COPENHAGEN: Danish telecoms group TDC , which rejected a takeover offer last month, reported better than expected second-quarter results on Wednesday and an increase in market share for its mobile business, sending its share price sharply higher.
The shares were up 7.1 percent at 37.40 Danish crowns by 1205 GMT and back at the best levels reached last month when the company said it had rejected a takeover approach from what appeared to be private equity firm Apollo Global Management .
The company, which declined to comment on Wednesday on whether it remains a takeover target, said earnings before interest, tax, depreciation and amortization (EBITDA) fell 9.7 percent to 2.12 billion crowns ($319 million) in the second quarter, ahead of the average market forecast of 2.08 billion crowns.

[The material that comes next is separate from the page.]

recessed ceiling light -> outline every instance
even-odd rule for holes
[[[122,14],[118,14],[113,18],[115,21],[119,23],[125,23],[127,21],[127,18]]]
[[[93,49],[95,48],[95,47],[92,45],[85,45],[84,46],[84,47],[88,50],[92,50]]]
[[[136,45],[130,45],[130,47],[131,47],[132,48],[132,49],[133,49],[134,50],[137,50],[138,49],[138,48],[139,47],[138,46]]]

It also said the mobile business grew organically for the first time in five years with the addition of 26,000 new customers and suggested the price war has abated.
The Danish market has been struggling with fierce competition between four rival mobile network operators – TDC, Telenor, CK Hutchison’s “3” and Telia .
“In the last part of 2015 we increased prices. Our average revenue per customer is actually flat now, instead of falling as previously,” Chief Financial Officer Stig Pastwa told Reuters.
In January the company cut its dividends and initiated a three-year cost-cutting plan to save between 600-700 million crowns by 2018.
“It is an important message to send to the market, saying that it has stabilised a negative trend, which has put a lot of pressure on TDC and its earnings for years now,” said Sydbank analyst Morten Imsgard.
When rivals Telia and Telenor failed to win approval for a merger of their Danish businesses last year because the European Commission feared that it would lead to price increases shares in TDC dropped(reut.rs/2aVavPk).
Prices have since increased but Pastwa said it was still seen as a problem in having four rivals competing.
“Four is a lot compared to many other markets. It is a business where a lot of money is invested,” Pastwa told Reuters.
Imsgard said four network operators in Denmark with 5.7 million inhabitants was far too many.
“For TDC it is great, that the industry is willing to raise prices. But it is a matter of time before it goes the other way around,” Imsgard said.
As part of the cost-cutting strategy TDC aims to make production more cost-effective and reduce the amount of customer systems.
“We have had too many systems and too big a complexity internally. If we simplify, it means cheaper production and more agile customer services,” Pastwa said.
TDC also announced the sale for $350 million of its TDC Sweden subsidiary to Tele2 in June, with the proceeds going towards reducing debt and strengthening its core businesses in Denmark and Norway. ($1 = 6.6573 Danish crowns).